Our trade and investment sectors also require reforms. However, there is little in the budget that addresses increasing trade capacity or reforming the investment climate.
For instance, to encourage companies to get listed on the capital market, the difference in tax rates between listed and non-listed companies has been increased by raising the tax rate for non-listed companies. Now, the intention behind this is good — that more companies should enter the capital market. But in doing so, we have increased the tax rate for non-listed companies, which was already 25% — a high rate by South Asian or Asian standards — by an additional 2.5%.
I believe instead of doing that, if the rate for non-listed companies was brought down to 24%, and the rate for listed companies reduced further from 20%, we could have maintained a larger differential in a more beneficial way. Currently, while we have around 300 listed companies, there are over a hundred thousand non-listed companies and several more lakh partnerships or small businesses — most of whom will now face an increased tax burden. So, in terms of the investment environment, I think more could have been done.
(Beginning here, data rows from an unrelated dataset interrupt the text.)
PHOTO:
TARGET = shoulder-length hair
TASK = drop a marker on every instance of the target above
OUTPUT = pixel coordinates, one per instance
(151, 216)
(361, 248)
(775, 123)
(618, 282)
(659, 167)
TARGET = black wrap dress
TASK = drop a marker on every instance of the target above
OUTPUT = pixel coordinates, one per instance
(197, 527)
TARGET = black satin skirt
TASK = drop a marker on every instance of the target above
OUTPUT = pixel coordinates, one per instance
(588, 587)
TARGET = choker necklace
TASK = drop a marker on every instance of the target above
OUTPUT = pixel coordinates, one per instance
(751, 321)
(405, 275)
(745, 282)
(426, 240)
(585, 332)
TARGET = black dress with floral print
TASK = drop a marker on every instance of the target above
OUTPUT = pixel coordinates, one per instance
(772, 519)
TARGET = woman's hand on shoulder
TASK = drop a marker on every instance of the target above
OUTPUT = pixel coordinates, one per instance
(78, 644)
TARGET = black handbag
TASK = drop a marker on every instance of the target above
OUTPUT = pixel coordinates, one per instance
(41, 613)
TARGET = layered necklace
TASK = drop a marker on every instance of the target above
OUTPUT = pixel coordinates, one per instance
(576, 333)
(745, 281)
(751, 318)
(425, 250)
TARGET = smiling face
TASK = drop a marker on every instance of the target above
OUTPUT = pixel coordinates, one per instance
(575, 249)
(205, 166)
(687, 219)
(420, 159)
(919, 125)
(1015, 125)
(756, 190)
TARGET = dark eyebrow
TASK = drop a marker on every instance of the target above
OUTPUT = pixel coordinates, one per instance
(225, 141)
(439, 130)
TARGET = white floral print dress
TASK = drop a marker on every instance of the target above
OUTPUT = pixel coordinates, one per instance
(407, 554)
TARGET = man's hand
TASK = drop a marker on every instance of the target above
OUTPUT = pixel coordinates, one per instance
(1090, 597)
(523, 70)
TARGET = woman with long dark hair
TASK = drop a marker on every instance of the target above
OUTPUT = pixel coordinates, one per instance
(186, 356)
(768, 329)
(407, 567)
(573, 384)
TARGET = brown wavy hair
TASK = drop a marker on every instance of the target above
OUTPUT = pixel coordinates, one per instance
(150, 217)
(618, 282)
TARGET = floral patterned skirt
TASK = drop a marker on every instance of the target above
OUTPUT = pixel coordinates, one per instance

There are also several other reforms — such as in education, health, and institutional capacity building — that needed greater attention. Constitutional reforms, or reforms in the civil service or security sectors, are long-term issues, as they are complex and require political consensus. But on matters like health, education, trade, investment, and institutional capacity, there is already national consensus. No one would oppose starting reforms in these areas. The relevant commissions have also submitted their reports by January.
Therefore, I believe those reforms should be initiated now. In doing so, the budget could provide confidence and direction through the economic and fiscal statements, and through allocations, it could support the preparation and implementation of those reforms. That is the gap I see at the moment.
In the private sector, there are a few minor gains, but nothing significant. However, in sectors dependent on gas — such as textiles, steel, backward linkages, cement and ceramics — there has been a prolonged gas crisis. To address this, the subsidy for LNG imports has been increased from Tk6,000 crore to Tk9,500 crore. I consider this a good initiative.